Pre draft products tend to be the worst examples of any NFL football product that is out there, both licensed and unlicensed. Prior to 2010, all the individual card companies had the opportunity to use jerseys from their college career, but with the exclusive NCAA licensed owned by Upper Deck, they are forced to use alternate methods now. This has led to massive issues with the visual appeal of the cards produced, even prompting Panini to wait until after the rookie premiere to release Prestige.
Last year, Topps created Bowman Signature, which was hoping to capitalize on the hole left by Panini’s shift away from releasing a pre-draft product. By all accounts, Bowman Signature was a product that just about everyone hated, as Topps was unable to use normal airbrushing techniques. This left the cards without a way to tell the players apart, which is a bad situation for a high end product.
Here ais the evidence:
Earlier last week, Topps previewed 2013 Bowman Football, our first glance at a product to be released with the 2013 draft class. This is a significant announcement for one simple reason, and it has to do with the fact that Bowman has not been its own standalone product since 2009. Bowman Chrome has had elements in 2010 and 2011 Topps Chrome as a subset, but it hasnt caught on despite great design work.
2010 Bowman Chrome Autos: Tim Tebow Auto /25
2011 Bowman Chrome Autos: Cam Newton Auto /25
I have high hopes for 2013 Bowman, as it will mark the return of hard signed autograph Chrome cards under the Bowman name for the first time in years. I say I only have high hopes and not genuine excitement for two specific reasons. First, the 2013 draft class is shaping up to be the worst in a decade, in terms of offense centric talent. Second, with the NFL properties team cracking down on the way rookies are presented in their products, this could end up being a disaster, with Topps being forced to conform to the unrealistic rules of the league.
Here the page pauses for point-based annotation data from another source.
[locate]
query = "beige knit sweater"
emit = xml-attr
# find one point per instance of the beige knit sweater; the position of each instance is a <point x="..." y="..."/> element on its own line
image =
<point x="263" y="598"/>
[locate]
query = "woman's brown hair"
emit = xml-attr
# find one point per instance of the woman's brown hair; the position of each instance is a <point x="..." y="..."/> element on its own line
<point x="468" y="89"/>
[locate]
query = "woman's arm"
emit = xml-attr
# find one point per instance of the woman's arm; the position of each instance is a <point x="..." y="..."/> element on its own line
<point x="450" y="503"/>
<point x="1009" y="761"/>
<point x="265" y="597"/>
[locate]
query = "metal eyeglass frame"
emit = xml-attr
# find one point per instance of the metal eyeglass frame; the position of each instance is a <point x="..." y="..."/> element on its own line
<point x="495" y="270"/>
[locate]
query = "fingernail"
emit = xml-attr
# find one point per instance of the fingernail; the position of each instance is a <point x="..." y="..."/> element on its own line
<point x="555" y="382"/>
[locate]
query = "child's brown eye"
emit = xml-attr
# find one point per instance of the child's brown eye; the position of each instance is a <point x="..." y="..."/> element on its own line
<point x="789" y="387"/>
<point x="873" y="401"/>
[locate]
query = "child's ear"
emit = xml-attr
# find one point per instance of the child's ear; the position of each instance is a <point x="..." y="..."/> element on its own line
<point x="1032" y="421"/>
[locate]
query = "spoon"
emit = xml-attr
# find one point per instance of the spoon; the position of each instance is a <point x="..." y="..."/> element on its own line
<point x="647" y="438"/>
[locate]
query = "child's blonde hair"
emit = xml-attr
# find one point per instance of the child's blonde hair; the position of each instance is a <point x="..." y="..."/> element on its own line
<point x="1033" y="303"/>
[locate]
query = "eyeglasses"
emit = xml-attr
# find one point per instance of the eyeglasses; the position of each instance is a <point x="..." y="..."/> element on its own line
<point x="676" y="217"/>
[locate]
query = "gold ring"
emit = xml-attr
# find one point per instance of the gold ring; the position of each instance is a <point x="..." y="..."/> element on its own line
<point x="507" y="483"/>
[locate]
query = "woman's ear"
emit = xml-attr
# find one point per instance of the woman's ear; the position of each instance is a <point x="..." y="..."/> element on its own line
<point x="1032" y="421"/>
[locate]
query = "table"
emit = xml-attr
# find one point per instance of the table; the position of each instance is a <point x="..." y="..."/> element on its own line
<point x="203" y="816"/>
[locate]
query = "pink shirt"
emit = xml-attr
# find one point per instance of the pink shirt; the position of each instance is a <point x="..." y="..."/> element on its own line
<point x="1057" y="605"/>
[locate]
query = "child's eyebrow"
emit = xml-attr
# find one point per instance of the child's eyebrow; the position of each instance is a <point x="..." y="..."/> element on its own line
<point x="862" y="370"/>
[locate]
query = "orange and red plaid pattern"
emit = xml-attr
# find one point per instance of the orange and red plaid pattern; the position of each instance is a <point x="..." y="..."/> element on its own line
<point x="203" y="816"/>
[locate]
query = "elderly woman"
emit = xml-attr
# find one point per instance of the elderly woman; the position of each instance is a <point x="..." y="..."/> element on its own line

On many occasions, I have said that there is no reason to release licensed products prior to the premiere. Similarly, I understand that there is A LOT of money to be made if products are successfully executed. Based on the designs we are seeing, this product looks to be built for success. However, as said before, we have to reserve judgement until we see what the final product looks like. The cards all look great, as they always do, but lets see if Topps can pay us back for what happened at the beginning of last year.